Building a symmetrical PSU B1 buffer

Hello!

I've built a p2p DCB1 a year ago, then I moved to another town and had 0 time available for diy. I'm experiencing some humm so I couldn't use the DCB1 all this time, but I hope to address that a bit later. For now, please help me with a few things:

1. For the moment, I'd like to try reducing the R1 value from the current 11ohms. How low would be OK for my transformer to go? (I'm using the Hammond 229D30. 48VAC 30V C.T. @ 1.6A recommended around here) Sorry for such a simple question, but I have basically 0 knowledge in electronics (well, not really 0 but quite close :) )
2. Also, I remember reading somewhere buried in this thread the information that the quality of the resistors in this power supply has no impact on the sound quality, is that correct? Can I use generic ceramic types? On the other hand, I see somebody is using noninductive Mills, so perhaps my memory is playing tricks on me?! Right now I'm using some Dale CFM's.
3. I've ordered the Gigarec pots, a 10K one and a 20K one, just to try them both, so while they're traveling to me I'm trying to find the good quality, suitable 100k and 200k respectively resistors locally. I assume it doesn't matter much if it's 200k or 220k for instance, right? Again, sorry for the "moron-type" question, just wanted to be sure...
4. Finally, how can I tell if my CD player is "happy enough" with a 10k pot? It has a Zout of 500R and I've used it many times for many hours in the past (when I knew even less...) with a couple of mono 1k pots and a pair of 120ohms headphones, so I suppose it has no right to comment on the 10k pot in this case, right? How can one tell if the output stage of the player is "tortured" too much by such impedance values? As long as it sounds good it's ok, or it could still break down one day without any warning?

Thanks a lot!
 
The DCB1 is a continuous load set by that resistor.
The transformer 48VA 30Vac c.t. has a mximum continuous current rating of 1.6Aac.
When the transformer is feeding a capacitor input filter the manufacturer tells us that the transformer must be de-rated.
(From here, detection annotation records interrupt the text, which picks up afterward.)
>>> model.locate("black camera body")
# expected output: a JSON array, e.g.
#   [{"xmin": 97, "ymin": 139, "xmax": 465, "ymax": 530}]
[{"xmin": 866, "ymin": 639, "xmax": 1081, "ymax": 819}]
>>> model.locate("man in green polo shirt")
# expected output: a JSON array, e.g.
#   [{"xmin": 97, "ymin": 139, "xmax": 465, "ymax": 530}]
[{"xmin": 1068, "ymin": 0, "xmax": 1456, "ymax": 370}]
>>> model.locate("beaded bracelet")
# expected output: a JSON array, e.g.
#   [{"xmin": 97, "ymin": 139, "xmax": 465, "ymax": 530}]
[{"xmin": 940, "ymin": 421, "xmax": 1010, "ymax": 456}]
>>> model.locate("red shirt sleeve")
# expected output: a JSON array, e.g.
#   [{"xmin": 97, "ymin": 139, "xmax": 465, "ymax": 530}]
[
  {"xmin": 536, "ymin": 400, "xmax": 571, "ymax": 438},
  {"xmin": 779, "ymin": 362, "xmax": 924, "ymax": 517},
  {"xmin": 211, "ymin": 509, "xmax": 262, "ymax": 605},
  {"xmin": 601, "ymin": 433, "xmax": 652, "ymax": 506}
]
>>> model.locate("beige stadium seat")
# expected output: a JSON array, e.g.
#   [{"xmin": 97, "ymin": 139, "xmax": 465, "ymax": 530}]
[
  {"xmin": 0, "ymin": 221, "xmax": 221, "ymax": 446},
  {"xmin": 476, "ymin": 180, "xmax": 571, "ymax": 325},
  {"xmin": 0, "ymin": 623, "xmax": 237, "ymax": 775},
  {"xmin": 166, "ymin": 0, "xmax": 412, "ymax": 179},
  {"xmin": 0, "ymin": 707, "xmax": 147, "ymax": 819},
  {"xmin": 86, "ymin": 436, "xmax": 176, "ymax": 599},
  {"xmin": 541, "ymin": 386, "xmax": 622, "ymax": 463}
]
The factor is usually around 0.7
When you take an output from the rectified and smoothed (capacitor input filter) the voltage is ~1.4times the Vac.
The output voltage for 30Vac will be ~42Vdc after the rectifier.
The voltage before the rectifier will be ~43.4V.
The power available after de-rating is ~0.7*48VA = 34W.
If you know the voltage (or emf.) you can find the maximum continuous DC current is ~34/43.4 ~ 0.8Adc.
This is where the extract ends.